VENTURA : Water Initiative Fails to Qualify for Ballot

A Ventura citizens group has failed to collect enough signatures to qualify an initiative for the November ballot that would have forced the city to build a $120-million pipeline to import state water from Northern California.

But the group said it will now aim to turn in enough signatures to have a special election called on the issue.

“A lot of people are very much interested in seeing the pipeline built, but it’s summer and many people are on vacation, and we just didn’t have enough time to collect the signatures,” said Jim Barroca, executive director of the greater Ventura Chamber of Commerce.

Barroca is also a member of the executive committee of the Assn. for Quality Water Alternatives, the group behind the ballot initiative, whose members include many of the city’s developers and business and real estate leaders.


The group had until 5:30 p.m. Monday to gather 7,500 signatures, or 15% of the electorate. The initiative drive started May 21, but fell 500 signatures short of the required number, AQWA officials said.

Although the group missed the deadline for the November ballot, it still has until Sept. 20 to qualify the measure for a special election, said Ventura City Clerk Barbara Kam. A special election would be held 88 to 103 days after the signatures are turned in, she said.

AQWA officials said they will meet Thursday to decide whether to continue the initiative drive, and most of its leader have said they will.

The city is paying for a study on the cost and feasibility of building the pipeline, which would connect Ventura to the state water project at Lake Piru or Castaic Lake.

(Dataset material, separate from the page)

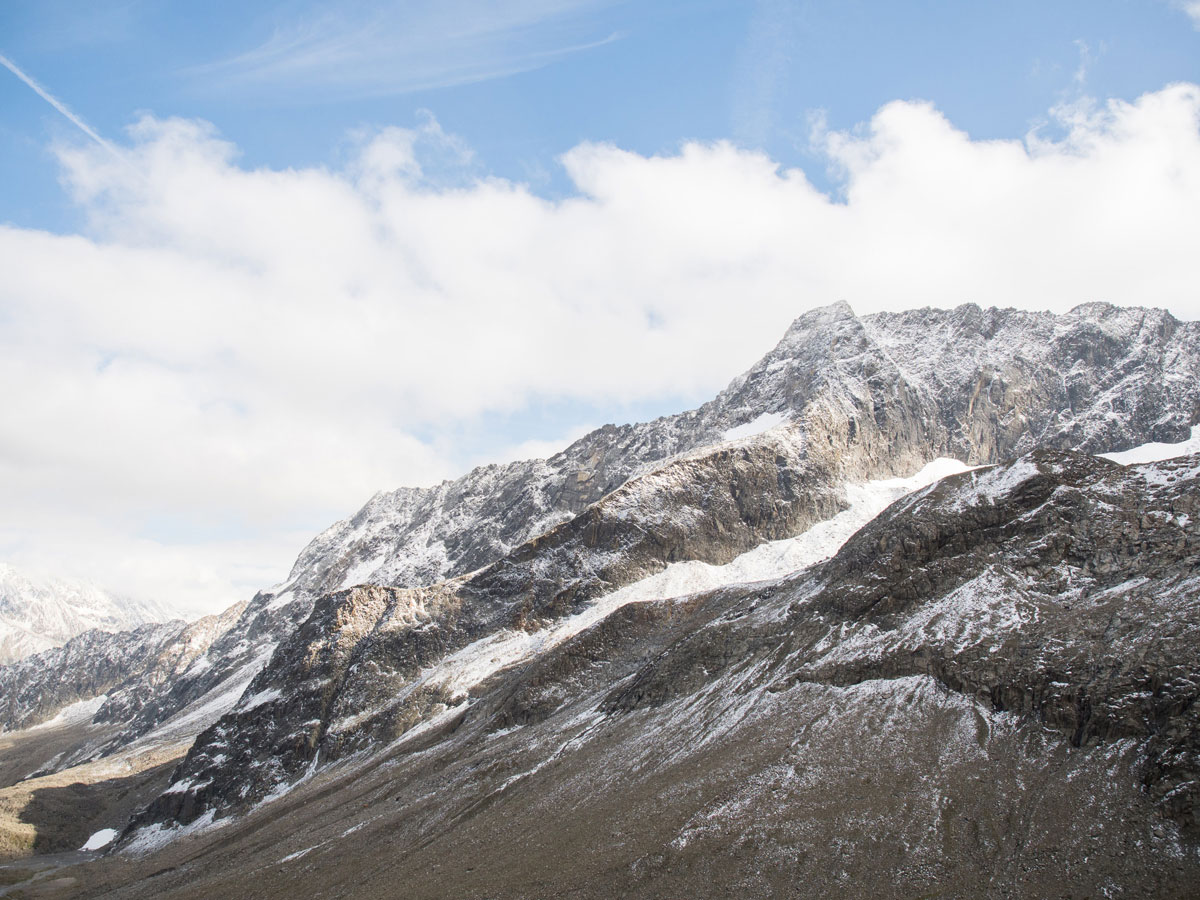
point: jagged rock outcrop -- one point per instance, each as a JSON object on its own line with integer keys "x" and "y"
{"x": 874, "y": 396}
{"x": 989, "y": 689}
{"x": 361, "y": 670}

Council members have refused to put the issue on the ballot until that study is completed.

The special election would cost about $30,000 and Ventura taxpayers would have to foot the bill, Kam said. She said a November ballot would cost about half as much as a special election.

Councilman Gary Tuttle, a pipeline opponent, reacted angrily to AQWA’s announcement of its intention to call for a special election. “When a special-interest group makes a city spend money on something it is already working on, I have a problem,” he said.

Tuttle said he was equally opposed to the possibility of cutting that cost by having the council place the initiative on the November ballot. “That’s blackmail,” he said.

Councilman Todd Collart, who is undecided about state water, as is the majority of the council, said “This is a no-win situation. We’ll have to find a third alternative.”